Of course, forcing a freshman QB to make plays only really matters if you don’t get trampled in the trenches. Clemson holds a marginal advantage in the ground game on offense and a massive one on defense (though a suspension for Clemson DL Dexter Lawrence would change things at least somewhat).

A full-strength Tigers defense would hold that advantage on everyone, and while the Irish ground game ticked up when Dexter Williams (941 yards, 6.6 per carry, in eight games) returned from suspension, Williams is all-or-nothing.

Williams’ efficiency levels aren’t any higher than those of backup Notre Dame RBs Tony Jones Jr. and Jafar Armstrong, and his gaudy per-carry averages are bolstered by nine runs of 20-plus yards, including a 97-yarder. His average drops by 0.6 yards per carry if you remove that one jaunt. Maybe he can rip off a 97-yarder against Clemson, but that seems like a difficult thing to count on.

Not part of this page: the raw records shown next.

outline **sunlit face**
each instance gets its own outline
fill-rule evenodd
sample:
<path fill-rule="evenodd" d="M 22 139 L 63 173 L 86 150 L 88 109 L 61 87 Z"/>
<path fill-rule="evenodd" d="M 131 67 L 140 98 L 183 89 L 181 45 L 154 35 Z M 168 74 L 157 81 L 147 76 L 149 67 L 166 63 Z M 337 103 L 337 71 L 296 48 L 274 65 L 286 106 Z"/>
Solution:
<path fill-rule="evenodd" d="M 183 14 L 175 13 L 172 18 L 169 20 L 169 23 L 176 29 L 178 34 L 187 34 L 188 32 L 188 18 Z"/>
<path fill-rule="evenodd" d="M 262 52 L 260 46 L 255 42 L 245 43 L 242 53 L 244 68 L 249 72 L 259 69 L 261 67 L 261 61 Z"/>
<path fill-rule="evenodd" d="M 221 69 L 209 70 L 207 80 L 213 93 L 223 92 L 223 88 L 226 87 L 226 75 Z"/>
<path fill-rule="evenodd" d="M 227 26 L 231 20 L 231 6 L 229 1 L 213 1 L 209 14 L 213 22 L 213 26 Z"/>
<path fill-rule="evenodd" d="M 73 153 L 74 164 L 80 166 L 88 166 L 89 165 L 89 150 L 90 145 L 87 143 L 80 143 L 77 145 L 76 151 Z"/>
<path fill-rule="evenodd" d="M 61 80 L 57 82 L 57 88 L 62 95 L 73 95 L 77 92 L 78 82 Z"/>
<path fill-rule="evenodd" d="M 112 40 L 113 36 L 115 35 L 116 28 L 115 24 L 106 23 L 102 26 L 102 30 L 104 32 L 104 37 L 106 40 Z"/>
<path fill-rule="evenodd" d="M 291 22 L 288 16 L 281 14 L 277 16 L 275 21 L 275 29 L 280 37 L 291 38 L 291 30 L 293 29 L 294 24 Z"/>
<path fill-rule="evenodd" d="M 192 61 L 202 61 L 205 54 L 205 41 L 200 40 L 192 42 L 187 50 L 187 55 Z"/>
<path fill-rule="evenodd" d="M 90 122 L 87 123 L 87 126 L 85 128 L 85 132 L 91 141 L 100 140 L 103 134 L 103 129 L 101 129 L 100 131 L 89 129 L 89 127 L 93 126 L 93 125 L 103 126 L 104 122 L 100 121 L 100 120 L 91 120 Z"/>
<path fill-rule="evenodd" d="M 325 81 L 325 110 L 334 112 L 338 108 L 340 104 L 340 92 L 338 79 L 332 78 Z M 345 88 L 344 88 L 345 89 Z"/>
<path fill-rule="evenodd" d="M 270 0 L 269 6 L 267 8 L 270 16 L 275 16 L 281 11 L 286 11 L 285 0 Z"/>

Notre Dame’s biggest strength: it isn’t bad at anything. Even that shaky No. 74 ranking in Rushing S&P+ on offense improves if you look only at the games with Williams on the field.

But against Clemson, you’re going to have to do something great. The most likely path to victory is one of big-play prevention and red zone stops. But you’re going to have to score, too.

4. If special teams matter, that’s probably good for the underdogs.

Both Alabama (for what feels like the 10th year in a row) and Clemson have been beset by shaky place-kicking.

Bama’s Joseph Bulovas is three of four on field goals over 40 yards, but he’s missed three kicks under 40 and ranks No. 99 in the country in PAT percentage, missing five.

Clemson’s Greg Huegel has suffered glitches, though he also improved — after missing three of his first eight attempts, he made four of his last five.

The key: neither has had to rely on kickers. Bulovas and Huegel have only been asked to attempt 25 combined field goals, less than that of 10 full teams. Clutch, high-leverage kicks haven’t really been a thing, so we don’t know how they’ll fare.

5. The numbers can only predict so much.

You don’t get to this stage by experiencing dramatic ups and downs, but OU was the most volatile team of the bunch, piecing together eight performances in the 80th percentile or higher but also four at 70 percent or lower in their last five games.

The Sooner defense ... hoo boy, has it been bad, averaging a percentile performance of 12 in that five-game stretch. The offense had to approach perfection for OU to reach the CFP. Needless to say, we probably know OU’s fatal flaw.

We know the spreads (Alabama -14 or so, Clemson -13.5), and we know the S&P+ projections (Alabama by 7.5, Clemson by 7.3).

Both Vegas and S&P+, however, have struggled to keep up with Bama and Clemson, pretty consistently projecting games closer than they turn out to be. Factoring in how each team tends to perform against projections, we get something in the neighborhood of Alabama by about 16 and Clemson by about 14. Let’s see if an underdog can overcome even bigger odds than the projections suggest.